Further pressure came from racist scientific studies that claimed Native Americans were more susceptible to alcohol than other groups. Also, from outsiders’ depictions of reservations as slums overrun with irredeemable drunks.
“As a kid, you’re hearing people say you’re physiologically and genetically predisposed to alcoholism,” says Crisp. You see the disease’s effects around the community and “in the back of your mind it’s like, ‘One false move and that’s it, I’m a walking stereotype.’”
Basina was raised off-reservation by parents who more-or-less eschewed their Native identities. They enjoyed beer and wine with non-Native friends, but didn’t imbibe or mention alcohol around traditionalist family members. That discrepancy left him worried about drinking.
“I had fears I doubt ever crossed the minds of my [non-Native] friends,” says Basina. Namely, could taking a drink plunge him into an inescapable hell of substance abuse? Sure, his parents were fine. But what if it was like cancer and skipped a generation?
Crisp grew up in the Qualla Boundary in the 1980s and early ‘90s, and had similar worries.

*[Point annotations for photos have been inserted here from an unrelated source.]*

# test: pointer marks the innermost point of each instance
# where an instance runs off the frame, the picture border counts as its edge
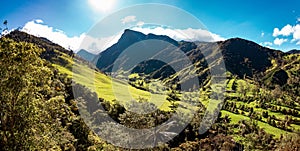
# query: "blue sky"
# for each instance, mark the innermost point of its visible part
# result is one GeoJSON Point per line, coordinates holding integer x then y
{"type": "Point", "coordinates": [253, 20]}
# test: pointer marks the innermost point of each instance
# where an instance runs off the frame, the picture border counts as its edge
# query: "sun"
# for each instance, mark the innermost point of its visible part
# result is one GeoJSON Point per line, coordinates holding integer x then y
{"type": "Point", "coordinates": [102, 5]}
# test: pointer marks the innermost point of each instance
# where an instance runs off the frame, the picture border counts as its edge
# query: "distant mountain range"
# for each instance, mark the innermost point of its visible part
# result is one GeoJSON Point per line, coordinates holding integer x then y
{"type": "Point", "coordinates": [242, 57]}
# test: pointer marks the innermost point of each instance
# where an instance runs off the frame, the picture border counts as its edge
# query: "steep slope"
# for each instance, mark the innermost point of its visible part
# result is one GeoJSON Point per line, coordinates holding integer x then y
{"type": "Point", "coordinates": [129, 37]}
{"type": "Point", "coordinates": [241, 57]}
{"type": "Point", "coordinates": [86, 55]}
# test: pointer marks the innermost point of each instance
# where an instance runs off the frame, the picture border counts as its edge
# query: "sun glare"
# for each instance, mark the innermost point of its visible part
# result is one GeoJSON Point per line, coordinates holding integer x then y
{"type": "Point", "coordinates": [102, 5]}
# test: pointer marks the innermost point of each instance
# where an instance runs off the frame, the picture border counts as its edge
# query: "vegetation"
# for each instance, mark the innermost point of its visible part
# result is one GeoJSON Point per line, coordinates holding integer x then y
{"type": "Point", "coordinates": [40, 112]}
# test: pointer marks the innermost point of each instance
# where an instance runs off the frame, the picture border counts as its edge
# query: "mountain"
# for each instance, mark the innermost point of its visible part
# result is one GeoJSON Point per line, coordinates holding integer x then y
{"type": "Point", "coordinates": [293, 51]}
{"type": "Point", "coordinates": [86, 55]}
{"type": "Point", "coordinates": [129, 37]}
{"type": "Point", "coordinates": [241, 57]}
{"type": "Point", "coordinates": [269, 113]}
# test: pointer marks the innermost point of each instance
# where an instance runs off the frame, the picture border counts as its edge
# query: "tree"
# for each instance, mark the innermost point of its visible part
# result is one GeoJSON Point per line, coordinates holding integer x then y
{"type": "Point", "coordinates": [28, 120]}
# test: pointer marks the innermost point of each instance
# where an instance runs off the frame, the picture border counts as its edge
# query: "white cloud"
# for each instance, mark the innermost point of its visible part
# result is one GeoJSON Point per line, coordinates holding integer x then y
{"type": "Point", "coordinates": [279, 41]}
{"type": "Point", "coordinates": [285, 31]}
{"type": "Point", "coordinates": [140, 23]}
{"type": "Point", "coordinates": [128, 19]}
{"type": "Point", "coordinates": [188, 34]}
{"type": "Point", "coordinates": [296, 34]}
{"type": "Point", "coordinates": [267, 43]}
{"type": "Point", "coordinates": [39, 21]}
{"type": "Point", "coordinates": [84, 41]}
{"type": "Point", "coordinates": [96, 45]}
{"type": "Point", "coordinates": [57, 36]}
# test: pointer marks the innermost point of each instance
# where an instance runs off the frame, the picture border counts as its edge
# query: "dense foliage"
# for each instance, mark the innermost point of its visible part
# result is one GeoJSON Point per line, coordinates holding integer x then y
{"type": "Point", "coordinates": [38, 110]}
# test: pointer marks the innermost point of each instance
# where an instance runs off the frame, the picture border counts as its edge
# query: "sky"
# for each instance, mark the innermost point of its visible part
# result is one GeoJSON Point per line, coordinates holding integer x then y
{"type": "Point", "coordinates": [274, 24]}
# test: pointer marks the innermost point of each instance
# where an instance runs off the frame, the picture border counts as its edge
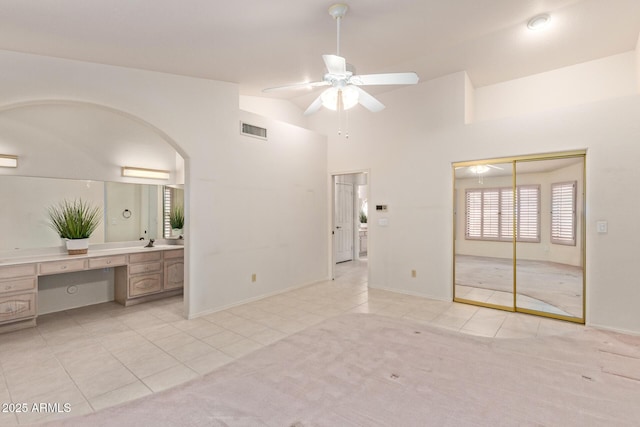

“Back then, [the Boundary] was still super rural and there was a lot of poverty,” says Crisp. Economic opportunities were few, schools underfunded. Meanwhile, “the racism my [parents’ and grandparents’ generations] had to endure was unfathomable.”
Crisp’s grandfather told horror stories of walking to neighboring towns as a teenager. His curiosity about life beyond the Boundary was met with harassment and threats.
“Men would drive by and yell things like, ‘Dirty Indian, what happened, you go on a drunk and get lost?’” says Crisp. Others pelted him with beer bottles and trash. One aimed a pistol at his head and demanded he run along home to where he belonged.